Она прячется от меня; тихая, как мышка, она ходит по дому в основном тогда, когда я нахожусь на кухне или же, лёжа в кровати, пытаюсь наконец заснуть. В последнее время я очень плохо сплю...
Чаще всего я вижу её вечерами, в полутьме большого зала, на софе в дальнем от камина углу. По давней привычке она забирается на софу с ногами; руки сложены на коленях. Вечный коротковатый халат... Волосы, собранные в хвост, не производят впечатления здоровых. Что-то с ними не так; наверное, тусклый оттенок, которого не было раньше. Она молча смотрит на меня, и будет так смотреть и смотреть, пока я не отведу взгляд и не выйду. Я же не решаюсь подойти к ней: кажется, я очень сильно обидел её.
Не могу вспомнить, чем...
Утром, уходя в офис, я не встречаю её - никогда. Квартира большая, и она чувствует себя в ней достаточно свободно, чтобы забраться подальше от моих вечных суматошных утренних метаний. Искать её мне некогда, и хотя меня, может быть, и интересует вопрос, где она спит, я не трачу время на поиски. Тем более, я не знаю, спит ли она вообще.
Она не выходит на улицу - совсем, предпочитая быть только со мной. Собственно, это устраняет массу проблем. Моих проблем.
Просто не води домой друзей.
Женщин.
Не открывай портьеры.
Не кури в комнатах. Она обидится на тебя, и у неё задрожат губы, и она забьётся в угол, и будет тихо плакать, выдавливая из себя:
- Ты меня не любишь...
Собственно, вспомнил. Всё началось как раз из-за сигареты. Я прожёг её любимую софу. Ту самую.
Их стало очень много в последнее время. Таких.

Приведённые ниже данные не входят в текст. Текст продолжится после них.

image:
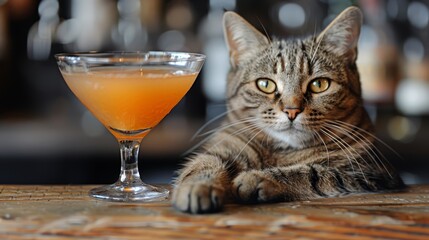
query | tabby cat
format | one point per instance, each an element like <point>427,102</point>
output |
<point>296,128</point>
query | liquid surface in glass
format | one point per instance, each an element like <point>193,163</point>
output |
<point>130,101</point>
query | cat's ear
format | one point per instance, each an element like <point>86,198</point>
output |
<point>241,37</point>
<point>342,34</point>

Они живут с нами, тихо ходят по коридорам, шуршат одеждой и роняют слёзы на обивку наших кресел, кутаясь в коричневатую мерцающую мглу. Почти не мешают и практически ничего не хотят.
Они просто появились - внезапно, из ниоткуда, - несколько лет назад. Сейчас они возникают в двух третях... инцидентов. И остаются с нами.
Она не уйдёт от меня - никогда. Ей не надо никуда уходить; тем более, юридически, она - моя жена.
Я убил её здесь, в этом доме, на этой самой софе, чуть более двух недель назад.